American entrepreneur and angel investor (born 1973)

Eric Austin Litman (born August 1, 1973) is an American entrepreneur and angel investor, and former CEO of the robotics health technology company, Aescape, inc. He co-founded Proxicom, built Viaduct from a one-man shop through a merger with the Wolf Group and was the founder and CEO of Medialets, a mobile ad serving and advertising analytics company acquired by WPP plc.
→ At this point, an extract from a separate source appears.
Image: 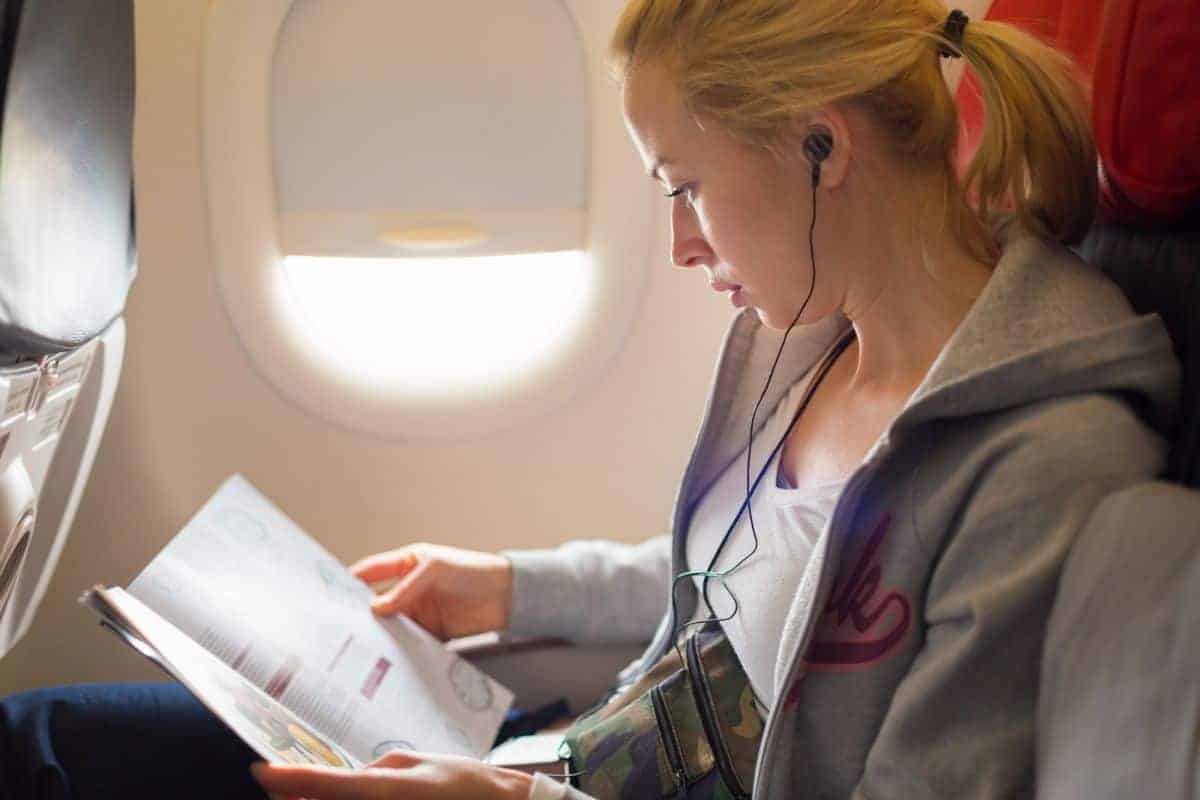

He has been profiled and quoted by The Wall Street Journal, Forbes, Wired, and Fast Company; was named a 2010 Game Changer by New York Enterprise Report, and in 2011 was called one of the "best operators in online advertising" by TechCrunch

== Early life and education ==

Litman was born in Los Angeles and grew up on Saint Thomas, one of the United States Virgin Islands where he graduated from high school at 15. He attended the University of Maryland, College Park in College Park northwest of Landover, Maryland.

== Career ==

=== Beginning in business ===

While in college, he worked in pre-sales support and engineering at NeXT, the start-up founded by Apple CEO Steve Jobs. Litman went on to be a senior systems engineer for Digicon, building secure, distributed networks, and applications for the U.S. Department of Defense.

=== Proxicom ===

Litman and three other colleagues from Digicon founded Proxicom in 1991. Proxicom, one of the first-generation Internet professional services agencies, went public on NASDAQ in 1998 and was sold to the global consultancy Dimension Data after a bidding war against Compaq (prior to Compaq's merger with Hewlett-Packard).

=== Viaduct ===

After Proxicom, Litman founded Viaduct Technologies, an interactive agency and was its CEO. Viaduct was acquired by Wolf Group in 2000. After the acquisition Litman stayed as Viaduct's chief operating officer.

=== WashingtonVC ===

Litman was the managing director of WashingtonVC, an early stage venture capital fund in Washington, DC, where he focused on investments in online media, consumer Internet and telecommunications. He conceptualized and launched Aux Interactive in March, 2008. He left WashingtonVC in May, 2008.

=== Medialets ===
Litman founded Medialets, a mobile ad serving, attribution and measurement provider in 2008. In April, 2015, Medialets was acquired by WPP plc, the world's largest advertising company, where he was the senior vice president of Mobile Worldwide until April 2017.

=== Aescape ===
In May 2017, Litman founded Aescape, inc., a robotics health technology company focused on building intuitive massage therapy experiences designed to help people of all walks of life feel and live better and longer which counts as investors Peter Wurman, the co-founder of Kiva Systems (now Amazon Robotics), Fabrice Grinda of FJ Labs, Seth Levine and Brad Feld of Foundry Group, NBA championship player Matthew Dellavedova, Shane Feldberg, and others.